A significant player in the psychedelics industry has received a $5 million infusion from hedge-fund billionaire and New York Mets owner Steve Cohen and his wife, deepening the couple’s efforts to bring mind-altering therapies into the mainstream.
The Steven & Alexandra Cohen Foundation is donating the funds to MAPS, or the Multidisciplinary Association for Psychedelics Studies, a nonprofit that has pushed for more research on psychedelic drugs since 1986. The organization is engaged in a financially-intensive push to get the U.S. Food and Drug Administration to approve MDMA, also known as ecstasy or molly, for use against post-traumatic stress disorder.
MAPS’ public-benefit-corporation subsidiary plans to submit a new-drug application to the FDA later this year, the foundation said in a statement Wednesday.
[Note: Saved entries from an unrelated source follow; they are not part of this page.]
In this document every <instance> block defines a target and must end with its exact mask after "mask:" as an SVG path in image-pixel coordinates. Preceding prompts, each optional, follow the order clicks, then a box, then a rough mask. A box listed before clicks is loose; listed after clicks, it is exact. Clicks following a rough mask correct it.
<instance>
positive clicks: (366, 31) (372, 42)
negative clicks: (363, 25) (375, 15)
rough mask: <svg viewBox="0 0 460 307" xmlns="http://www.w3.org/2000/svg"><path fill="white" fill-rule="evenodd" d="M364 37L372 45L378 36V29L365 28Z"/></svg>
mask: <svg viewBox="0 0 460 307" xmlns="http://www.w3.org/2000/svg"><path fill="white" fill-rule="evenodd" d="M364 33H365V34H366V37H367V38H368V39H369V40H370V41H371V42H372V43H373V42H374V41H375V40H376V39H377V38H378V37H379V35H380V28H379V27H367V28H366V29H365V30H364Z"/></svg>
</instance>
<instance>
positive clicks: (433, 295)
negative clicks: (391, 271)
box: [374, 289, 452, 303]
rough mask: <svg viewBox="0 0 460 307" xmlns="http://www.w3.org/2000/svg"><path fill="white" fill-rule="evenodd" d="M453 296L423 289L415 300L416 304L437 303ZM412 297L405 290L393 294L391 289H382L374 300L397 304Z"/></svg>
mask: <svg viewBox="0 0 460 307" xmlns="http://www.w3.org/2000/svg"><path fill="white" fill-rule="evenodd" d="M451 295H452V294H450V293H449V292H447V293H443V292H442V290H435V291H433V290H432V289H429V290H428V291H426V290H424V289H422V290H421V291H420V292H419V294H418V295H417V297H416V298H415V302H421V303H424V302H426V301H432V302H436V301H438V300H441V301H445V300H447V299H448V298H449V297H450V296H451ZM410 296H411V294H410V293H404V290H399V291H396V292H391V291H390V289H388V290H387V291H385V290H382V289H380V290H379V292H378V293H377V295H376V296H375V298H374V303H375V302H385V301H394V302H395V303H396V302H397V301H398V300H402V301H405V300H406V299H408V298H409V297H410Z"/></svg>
If the agency approves an MDMA-assisted therapy for PTSD, MAPS and the foundation will create a patient-assistance fund to ease access to the treatment for needy individuals, backed in part by revenue generated by the public-benefit corporation.
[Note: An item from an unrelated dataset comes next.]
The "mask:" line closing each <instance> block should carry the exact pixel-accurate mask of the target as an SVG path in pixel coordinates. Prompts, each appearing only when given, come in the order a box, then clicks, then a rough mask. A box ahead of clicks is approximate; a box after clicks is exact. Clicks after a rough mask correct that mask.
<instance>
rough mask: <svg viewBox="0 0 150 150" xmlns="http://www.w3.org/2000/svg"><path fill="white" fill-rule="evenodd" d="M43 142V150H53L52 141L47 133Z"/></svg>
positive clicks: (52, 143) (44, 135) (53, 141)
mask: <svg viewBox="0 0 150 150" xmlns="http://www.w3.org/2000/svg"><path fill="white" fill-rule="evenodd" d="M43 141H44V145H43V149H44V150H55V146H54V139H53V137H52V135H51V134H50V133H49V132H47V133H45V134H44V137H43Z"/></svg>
If the FDA doesn’t approve MDMA, the $5 million will serve as a simple grant in support of MAPS’ work.
Alexandra Cohen, the president of the foundation, said in the statement that millions of Americans, including veterans and first responders, suffer from PTSD. “Psychedelic compounds represent a new opportunity to address these often treatment-resistant conditions and bring hope to patients,” she said.
The Cohens’ foundation describes itself as one of the largest private backers of U.S. psychedelic projects, having pledged a total of $60 million in delivered and promised grants—including an earlier $5 million to MAPS. The Cohens have mostly declined to discuss their support of psychedelic research in detail, but the foundation’s website outlines an array of ailments that could benefit from such therapies, including depression, anxiety, addiction and Alzheimer’s disease.
The Cohens aren’t alone in ramping up their support of psychedelics. Blake Mycoskie, founder of the Toms shoe brand, on Wednesday pledged $100 million toward psychedelic research and access. “I don’t see a chance in my lifetime to be part of something else that could end so much human suffering,” Mycoskie said on a stage at the MAPS Psychedelic Science conference in Denver.
Steve Cohen, 67, came to fame as the leader of hedge fund SAC Capital Advisors, which paid a record $1.8 billion fine in 2013 to settle a seven-year federal insider-trading probe. The legal battle partly inspired the Showtime series Billions. Cohen, who was never personally charged or sued, remains in the hedge-fund business at the renamed Point72 Asset Management. He bought full control of the Mets baseball franchise in 2020 after years as a minority owner.
MAPS is widely seen as a bellwether for the psychedelics industry. Not only could it be the first organization to bring a longstanding underground drug to the market through an official regulatory path, its not-for-profit ethos is seen as important by many in the psychedelics field, who believe strongly in broad accessibility for such drugs.
“We hope that foundations and philanthropists will consider similar innovative ways to fund MAPS’ critical work today and endow equitable access to these therapies in the future,” MAPS said in an emailed statement.